Given an input board the AI player predicts the probability of finding a mine at each open location. It selects the lowest probability location for its next guess. This process repeats until until the game is over.
The first move is always safe in minesweeper so the AI chooses at random to remove bias derived from player initialisation.
This is a suboptimal strategy since a higher risk guess may reveal more information, improving the chance of winning that game.
The optimal approach is to minimise the product of turn probabilities. For example, an algorithm that finishes the game in 10 moves, each with 1% failure, will win 0.99^10 = 90.4% of games while an algorithm that finishes in 100 moves with 0.5% failure rate will only win 0.995^100 = 60.6% of games.

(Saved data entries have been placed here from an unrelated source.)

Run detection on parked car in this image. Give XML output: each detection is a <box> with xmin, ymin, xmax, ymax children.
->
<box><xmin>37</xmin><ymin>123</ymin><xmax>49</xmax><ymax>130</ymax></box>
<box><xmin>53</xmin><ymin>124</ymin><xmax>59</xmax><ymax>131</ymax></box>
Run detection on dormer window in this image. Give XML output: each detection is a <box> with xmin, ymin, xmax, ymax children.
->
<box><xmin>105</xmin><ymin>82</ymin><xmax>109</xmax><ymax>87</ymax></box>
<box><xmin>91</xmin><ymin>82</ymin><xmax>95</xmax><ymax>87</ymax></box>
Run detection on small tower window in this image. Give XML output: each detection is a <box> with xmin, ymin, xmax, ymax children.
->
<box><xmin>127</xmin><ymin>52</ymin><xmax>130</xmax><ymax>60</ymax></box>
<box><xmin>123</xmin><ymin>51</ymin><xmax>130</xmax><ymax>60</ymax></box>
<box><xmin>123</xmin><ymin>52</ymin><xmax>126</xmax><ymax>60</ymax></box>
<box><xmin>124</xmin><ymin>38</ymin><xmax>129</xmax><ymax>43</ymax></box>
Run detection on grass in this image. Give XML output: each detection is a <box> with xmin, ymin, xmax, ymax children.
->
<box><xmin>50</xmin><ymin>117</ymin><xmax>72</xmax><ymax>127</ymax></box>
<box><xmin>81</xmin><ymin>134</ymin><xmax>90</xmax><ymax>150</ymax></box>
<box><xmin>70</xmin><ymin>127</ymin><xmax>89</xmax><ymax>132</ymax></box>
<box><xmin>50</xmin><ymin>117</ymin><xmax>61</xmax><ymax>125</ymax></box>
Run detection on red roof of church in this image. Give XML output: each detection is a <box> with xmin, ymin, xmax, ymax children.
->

In practice however the strategy used appears to work reasonably well.
A reinforcement learning approach could learn to make this tradeoff optimally. For example, weighting the backpropagation signal according by inverse game length.
Uses a neural net (NN) to predict where mines are going to be. The AI player chooses the lowest probability location for its next guess.
The NN consists of 4 fully connected layers whose sizes are dynamic depending on the game dimensions. A logistic loss function is used.
This variant of minesweeper can be any size. The first guess is guarenteed to be safe by moving a mine if the first guess is unlucky.
Plays trial games to generate training data.
Trains on all saved training data.
Wins >90% of games (<1 min of training).
Wins >80% of games (10 mins of training).
Wins 80% of games (after several days training on CPU).